IT WOULD be eminently easy for “Brazen,” the new graphic novel that profiles historically heroic women, not to be brilliant.

The new work from French cartoonist Penelope Bagieu, subtitled “Rebel Ladies Who Rocked the World” (First Second Books), offers 29 separate comics — one devoted to each woman — and if they were not so beguilingly engaging, “Brazen” could feel like a graphical textbook that summons the requisite trumpets for each lofty lady featured.

If that had been the case, “Brazen” could have come across like simply another entry on the growing shelf of such timely genre books, alongside the series “Good Night Stories for Rebel Girls” and recent illustrated works like “Bad Girls Throughout History: 100 Remarkable Women Who Changed the World,” “Rejected Princesses: Tales of History’s Boldest Heroines, Hellions and Heretics” and “Wonder Women: 25 Innovators, Inventors and Trailblazers Who Changed History.”

Instead, Bagieu, who most recently created the Mama Cass graphic biography “California Dreamin’,” achieves a rather adroit feat with “Brazen,” which arrives timed to Women’s History Month. (Bagieu will also appear for a signing Thursday in Washington, on International Women’s Day.)

The cartoonist has culled her own quite personal list to 29 subjects, and then generally gives herself fewer than 60 panels (relying heavily on nine-panel grids) to sketch each woman’s story.

The effect is that each profile is akin to a lovingly stitched story quilt, the bright panels unfolding with exquisite precision and inviting visual pacing.

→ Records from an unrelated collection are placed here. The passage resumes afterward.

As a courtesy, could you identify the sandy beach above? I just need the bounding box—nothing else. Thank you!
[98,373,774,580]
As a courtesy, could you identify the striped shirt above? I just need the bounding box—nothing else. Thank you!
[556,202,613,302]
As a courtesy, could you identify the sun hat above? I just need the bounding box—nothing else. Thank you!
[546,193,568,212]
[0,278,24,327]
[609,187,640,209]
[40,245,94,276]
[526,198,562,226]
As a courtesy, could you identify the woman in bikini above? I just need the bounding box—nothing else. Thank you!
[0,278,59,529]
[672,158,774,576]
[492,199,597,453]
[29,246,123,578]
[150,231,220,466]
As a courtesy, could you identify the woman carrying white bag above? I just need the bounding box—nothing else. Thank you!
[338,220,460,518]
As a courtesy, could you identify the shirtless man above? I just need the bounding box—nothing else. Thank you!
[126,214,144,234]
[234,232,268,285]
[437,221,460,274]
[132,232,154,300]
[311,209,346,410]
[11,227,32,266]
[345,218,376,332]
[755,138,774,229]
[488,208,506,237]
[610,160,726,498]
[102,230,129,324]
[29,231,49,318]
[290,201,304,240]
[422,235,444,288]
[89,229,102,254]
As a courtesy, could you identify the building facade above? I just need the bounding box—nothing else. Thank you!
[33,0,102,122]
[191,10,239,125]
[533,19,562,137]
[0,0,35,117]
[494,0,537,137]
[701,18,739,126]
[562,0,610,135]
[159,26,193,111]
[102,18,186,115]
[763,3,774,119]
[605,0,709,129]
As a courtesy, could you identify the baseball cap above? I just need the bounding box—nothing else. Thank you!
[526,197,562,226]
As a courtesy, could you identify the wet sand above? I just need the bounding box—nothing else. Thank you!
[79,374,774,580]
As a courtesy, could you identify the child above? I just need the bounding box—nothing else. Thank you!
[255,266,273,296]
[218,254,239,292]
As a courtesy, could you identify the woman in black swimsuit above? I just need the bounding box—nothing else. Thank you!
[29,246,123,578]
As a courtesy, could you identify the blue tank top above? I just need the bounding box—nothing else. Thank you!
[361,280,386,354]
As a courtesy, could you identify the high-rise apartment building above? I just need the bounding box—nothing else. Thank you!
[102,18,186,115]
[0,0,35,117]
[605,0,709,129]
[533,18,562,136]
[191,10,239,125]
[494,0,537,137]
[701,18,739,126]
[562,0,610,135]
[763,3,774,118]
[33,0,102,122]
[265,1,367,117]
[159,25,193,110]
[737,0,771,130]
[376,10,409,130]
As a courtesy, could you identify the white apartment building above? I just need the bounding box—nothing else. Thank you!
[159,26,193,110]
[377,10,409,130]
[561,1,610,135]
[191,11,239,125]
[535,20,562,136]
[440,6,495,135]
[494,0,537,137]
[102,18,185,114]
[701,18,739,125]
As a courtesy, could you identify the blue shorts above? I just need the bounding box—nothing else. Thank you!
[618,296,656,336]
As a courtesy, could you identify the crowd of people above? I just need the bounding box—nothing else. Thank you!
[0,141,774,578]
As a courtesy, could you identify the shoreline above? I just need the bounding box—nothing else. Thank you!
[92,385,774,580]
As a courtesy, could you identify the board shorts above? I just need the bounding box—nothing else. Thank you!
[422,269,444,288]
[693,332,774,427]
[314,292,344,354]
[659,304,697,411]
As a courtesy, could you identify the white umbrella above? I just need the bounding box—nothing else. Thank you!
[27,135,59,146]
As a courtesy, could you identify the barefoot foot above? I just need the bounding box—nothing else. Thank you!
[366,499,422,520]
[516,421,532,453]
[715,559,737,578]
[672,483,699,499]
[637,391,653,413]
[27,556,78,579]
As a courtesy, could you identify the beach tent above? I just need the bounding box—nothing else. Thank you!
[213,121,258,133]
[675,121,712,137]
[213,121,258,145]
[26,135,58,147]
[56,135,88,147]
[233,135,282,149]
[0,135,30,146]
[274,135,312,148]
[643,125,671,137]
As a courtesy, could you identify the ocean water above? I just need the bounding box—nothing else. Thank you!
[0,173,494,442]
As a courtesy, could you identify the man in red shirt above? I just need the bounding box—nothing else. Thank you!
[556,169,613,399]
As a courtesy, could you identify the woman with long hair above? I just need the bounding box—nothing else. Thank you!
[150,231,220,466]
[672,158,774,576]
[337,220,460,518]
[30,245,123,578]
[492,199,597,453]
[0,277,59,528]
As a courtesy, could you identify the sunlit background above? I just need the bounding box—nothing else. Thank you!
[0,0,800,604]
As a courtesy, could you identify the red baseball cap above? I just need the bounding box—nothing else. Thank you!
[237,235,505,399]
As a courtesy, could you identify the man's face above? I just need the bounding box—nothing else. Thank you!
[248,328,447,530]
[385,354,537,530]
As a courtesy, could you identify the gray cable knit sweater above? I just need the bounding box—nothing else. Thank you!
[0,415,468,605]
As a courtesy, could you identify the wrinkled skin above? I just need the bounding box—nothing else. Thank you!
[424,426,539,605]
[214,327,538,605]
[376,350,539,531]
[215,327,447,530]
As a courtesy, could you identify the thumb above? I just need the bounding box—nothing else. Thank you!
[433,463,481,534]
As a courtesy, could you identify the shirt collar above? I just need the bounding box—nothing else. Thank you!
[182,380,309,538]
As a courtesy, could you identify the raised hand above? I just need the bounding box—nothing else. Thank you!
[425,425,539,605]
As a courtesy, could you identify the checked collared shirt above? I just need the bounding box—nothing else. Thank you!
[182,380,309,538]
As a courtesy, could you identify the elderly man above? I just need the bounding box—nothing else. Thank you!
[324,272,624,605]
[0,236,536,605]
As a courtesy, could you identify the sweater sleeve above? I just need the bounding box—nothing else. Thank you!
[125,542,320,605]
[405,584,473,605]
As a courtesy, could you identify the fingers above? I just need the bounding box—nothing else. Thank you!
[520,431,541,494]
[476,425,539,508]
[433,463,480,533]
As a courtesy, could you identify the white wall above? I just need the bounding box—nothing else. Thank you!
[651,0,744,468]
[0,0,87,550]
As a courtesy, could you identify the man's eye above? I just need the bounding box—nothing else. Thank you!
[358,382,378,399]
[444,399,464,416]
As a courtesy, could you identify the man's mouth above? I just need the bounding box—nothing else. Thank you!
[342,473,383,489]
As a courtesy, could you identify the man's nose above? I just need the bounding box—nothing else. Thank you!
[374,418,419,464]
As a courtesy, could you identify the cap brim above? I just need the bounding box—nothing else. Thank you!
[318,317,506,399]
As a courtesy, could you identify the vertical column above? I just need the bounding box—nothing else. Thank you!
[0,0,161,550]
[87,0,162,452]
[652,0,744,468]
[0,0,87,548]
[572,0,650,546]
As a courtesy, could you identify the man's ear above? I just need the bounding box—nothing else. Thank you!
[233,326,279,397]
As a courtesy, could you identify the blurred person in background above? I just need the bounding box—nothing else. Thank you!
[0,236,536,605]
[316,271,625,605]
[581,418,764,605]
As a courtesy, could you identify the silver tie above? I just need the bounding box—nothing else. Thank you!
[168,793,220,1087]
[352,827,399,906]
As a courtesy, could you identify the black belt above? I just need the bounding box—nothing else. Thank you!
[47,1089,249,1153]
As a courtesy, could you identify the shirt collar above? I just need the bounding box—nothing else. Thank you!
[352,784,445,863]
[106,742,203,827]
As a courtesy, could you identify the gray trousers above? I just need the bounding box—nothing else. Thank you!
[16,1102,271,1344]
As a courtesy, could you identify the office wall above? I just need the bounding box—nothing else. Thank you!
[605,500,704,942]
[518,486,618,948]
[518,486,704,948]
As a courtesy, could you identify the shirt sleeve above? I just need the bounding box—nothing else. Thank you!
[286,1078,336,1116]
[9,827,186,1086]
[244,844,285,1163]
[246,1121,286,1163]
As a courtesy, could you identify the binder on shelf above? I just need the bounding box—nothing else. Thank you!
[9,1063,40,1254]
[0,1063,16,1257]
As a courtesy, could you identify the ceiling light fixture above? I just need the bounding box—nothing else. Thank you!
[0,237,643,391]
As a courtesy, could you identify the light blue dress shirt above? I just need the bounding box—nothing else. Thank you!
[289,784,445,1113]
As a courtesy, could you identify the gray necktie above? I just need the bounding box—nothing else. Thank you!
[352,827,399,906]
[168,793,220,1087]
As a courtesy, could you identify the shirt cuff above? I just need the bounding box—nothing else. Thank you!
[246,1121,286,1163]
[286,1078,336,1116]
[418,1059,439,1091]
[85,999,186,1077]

This brisk storytelling requires Bagieu to hit the obligatory biographical beats of an inspiring life, yet also nod without breaking stride to many textured layers of biographical information, whether implying a darker twist to explore (“Go Google it deeper, reader” is an implied invitation throughout) or simply winking to a life event that remains sketchy even to history.

These comic bios also require Bagieu to be a nimble architect of quick story arcs, whether charting how Margaret Hamilton cut her own path into Hollywood, straight to the Yellow Brick Road (as the cackling Wicked Witch), or how a heroic airborne icon, Mae Jemison, became the first black woman in space. Brevity requires exacting blueprints.

Then there’s the challenge that these 29 short-form arcs could turn formulaic by repetition if not for some especially elevating traits. One apt aspect is that every heroine’s story is alike in that it begins in girlhood; yet each is so different in how it foreshadows themes specific to that rebel lady’s life. (The common girlhood origin stories are also a wise choice given what a natural fit this book is for school libraries and youth reading sections.)

Also enlivening these comics is Bagieu’s playful, clear line work, which practically dances through each profile, from expressive close-ups to vivid full-body physicality, especially when depicting the movement of Paris-performer-turned-WWII-spy Josephine Baker or the glide of pioneering long-distance runner Cheryl Bridges.

Yet what perhaps most resonates throughout “Brazen” is the sense of profound and passionate mission that each of these women embodies, despite their noted differences in age and class, religion, nationality and sexuality, time in history and chosen pursuit.

Some, like the 19th-century Apache shaman Lozen and the 17th-century African queen Nzinga, are warriors of both mind and body. Some, like explorer Delia Akeley or “utopian realist” Therese Clerc, have remarkably driven second acts later in life. And even among the better-known heroines here, including globe-trotting investigative journalist Nellie Bly and actress turned inventor Hedy Lamarr, Bagieu finds wrinkles in time that render their stories fascinatingly fresh.

And several of the most moving portraits spotlight women whose lives are still being written, including rapper Sonita Alizadeh, who, still barely out of her teens, performs her way out of becoming common female commerce in Afghanistan (she realizes as a child that women are “viewed as merchandise”), eventually becoming the subject of a Sundance Festival-winning film.

Perhaps naturally, Bagieu seems to render the lives of artists especially well, delivering quite an insightful understanding when profiling Betty Davis, the reclusive singer who sparked Miles Davis’s late “artistic revolution” and wrote for the Commodores (not even Prince could score an audience with her); and Tove Jansson, the legendary Finnish cartoonist who created the Moomin family of characters amid the horrors of World War II.

Bagieu is both historian and artist, and having grown both talents, “Brazen” finds her creating her best long-form work since the 2010 graphic novel “Exquisite Corpse.”

But really, the highest praise I can give “Brazen” is that it belongs in most every girl’s — and boy’s — hands by middle school. The book reminds you that too many great women’s stories have been lost to history — and that for the greater good, that must never happen again.

Note: Penelope Bagieu will appear Thursday in Washington; 6:30 p.m. at East City Bookshop.